Dr. Diana Barnard thought the palliative care program at Porter Medical Center in Middlebury was the best idea she ever had.
Partners in Palliative and Home Care, which Barnard pitched to the hospital along with Dr. William Porter in 2009, gave patients with serious illnesses more say in their treatment and provided care in a home environment. After two and a half years, the program will close at the end of this month.
The palliative care program allowed doctors and nurses to meet with patients in their homes and carefully craft a plan for the patient’s goals for dealing with illness or terminal disease. The program was designed to provide holistic care for patients with serious conditions, Barnard said.
Palliative care gives patients relief from the symptoms, pain and stress of a serious illness. Unlike hospice care, which is only covered by Medicare for patients who have been given a prognosis of six months to live, palliative care professionals provide care even if a patient doesn’t have a terminal diagnosis.
“I’ve never felt so strongly that what I’m doing is so right, and it mystifies me that it can’t keep going,” Barnard said.
Palliative care presented an alternative for patients with life-threatening, chronic conditions who are not able to express their wishes in intense hospital environments.
“People feel overwhelmed and intimidated in an office setting,” Barnard said.
The program was popular, but Barnard and Porter were emotionally drained by the long hours involved in making home visits for treatment of seriously ill patients. Both doctors were hired as three-quarter time employees, but they worked many more hours than they were paid for. Dr. Porter resigned from his post last summer, according to the Addison County Independent.
Private insurance companies, Medicare and Medicaid didn’t fully reimburse costs for the program. While home visits were covered, Barnard said, coordination and travel weren’t. In a medical system that is based on “fee for service” or payment for medical providers based on individual tests and procedures, she said it is difficult to reward doctors and hospitals for the benefits of a happy patient who opted to deal with a condition at home rather than undergo further hospital visits.
“The value that it brings to people cannot be judged in a fee-for-service model,” Barnard said.
After Dr. Porter resigned from his post, the hospital could not find another physician, and eventually Barnard and the hospital could not agree on how to continue the program. Barnard hopes to continue her work in palliative care elsewhere in Vermont.
James Daily, president of Porter Medical Services, said the hospital was concerned about the costs going forward, especially since many of the expenses would not be covered by Medicare—the federal program that insures people who are 65 or older, or disabled.
“All the payers should reward services that are going to keep people comfortable and help them avoid expensive care that won’t extend their lives in a meaningful way,” he said.

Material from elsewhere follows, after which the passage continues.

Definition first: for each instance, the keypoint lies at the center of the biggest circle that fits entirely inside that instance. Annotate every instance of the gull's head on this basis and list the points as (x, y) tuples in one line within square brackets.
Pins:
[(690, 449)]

Daily said despite the inadequacy of the Medicaid and Medicare reimbursement system, “there’s clearly a need for it.” He said he hoped to work with community partners like Addison County Home Health and Hospice to continue to provide palliative care services.

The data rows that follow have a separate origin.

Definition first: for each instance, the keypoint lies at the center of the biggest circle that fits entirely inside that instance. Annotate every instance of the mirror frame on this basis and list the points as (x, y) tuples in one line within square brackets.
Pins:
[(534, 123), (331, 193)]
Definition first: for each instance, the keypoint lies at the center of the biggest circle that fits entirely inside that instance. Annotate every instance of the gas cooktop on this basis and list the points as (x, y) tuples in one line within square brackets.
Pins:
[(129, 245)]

Healthcare providers at Porter Medical Center are not the only ones mourning the closure of Partners in Palliative and Home Care.

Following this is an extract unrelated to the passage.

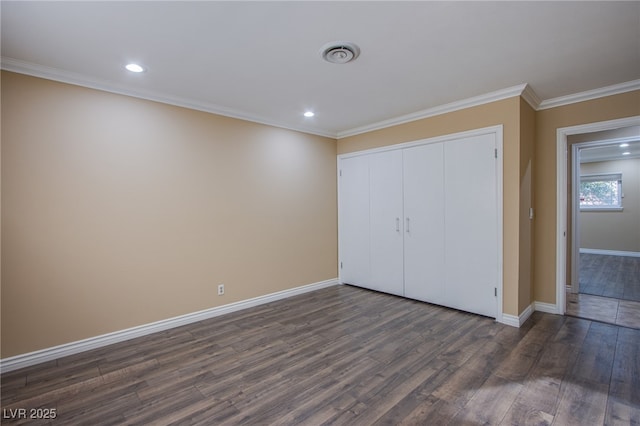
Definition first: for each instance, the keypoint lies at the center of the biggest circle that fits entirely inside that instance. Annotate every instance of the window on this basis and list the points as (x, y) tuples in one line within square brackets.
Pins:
[(601, 192)]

Dr. Allan Ramsay, former medical director of Fletcher Allen Health Care’s Palliative Care Service, said the loss of the program at Porter will be unfortunate for the community and the state.
“The focus is on quality,” Ramsay said. “It’s about controlling symptoms and allowing them (patients) to set goals.”
Over time, Ramsay said, a good palliative care program will reduce costs for hospitals. The idea, he said, is to improve the quality of life for people with serious illnesses who generate the most costs for hospitals and the system in general. A good palliative care system can shorten hospital stays, reduce unwanted diagnostic services and reduce admission rates, Ramsay said. The important part is listening to what a patient really wants and setting goals accordingly.
The purpose of a palliative care program is not, as critics argue, to ration care, Ramsay said. The objective is to give patients more control over their treatment.
In the short term, the costs of care coordination and counseling for patients that are not reimbursed by insurance companies and federal programs may exceed revenues for hospitals, he said. This is the conflict between quality-based care and the fee-for-service model. Larger hospitals like Fletcher Allen Health Care, Ramsay said, are more able to absorb the costs of such programs while smaller facilities may struggle.
Ramsay is a member of the Green Mountain Care Board, the five-member panel tasked with reforming Vermont’s health care system. He said he hopes to make palliative care a focus of health care reform. For now, he said, the Fletcher Allen Rural Palliative Care Network will continue to work with physicians at rural hospitals to help them provide comprehensive palliative care for their patients.
As for Dr. Barnard, Ramsay said, “she was ahead of her time, and she provided a great service.”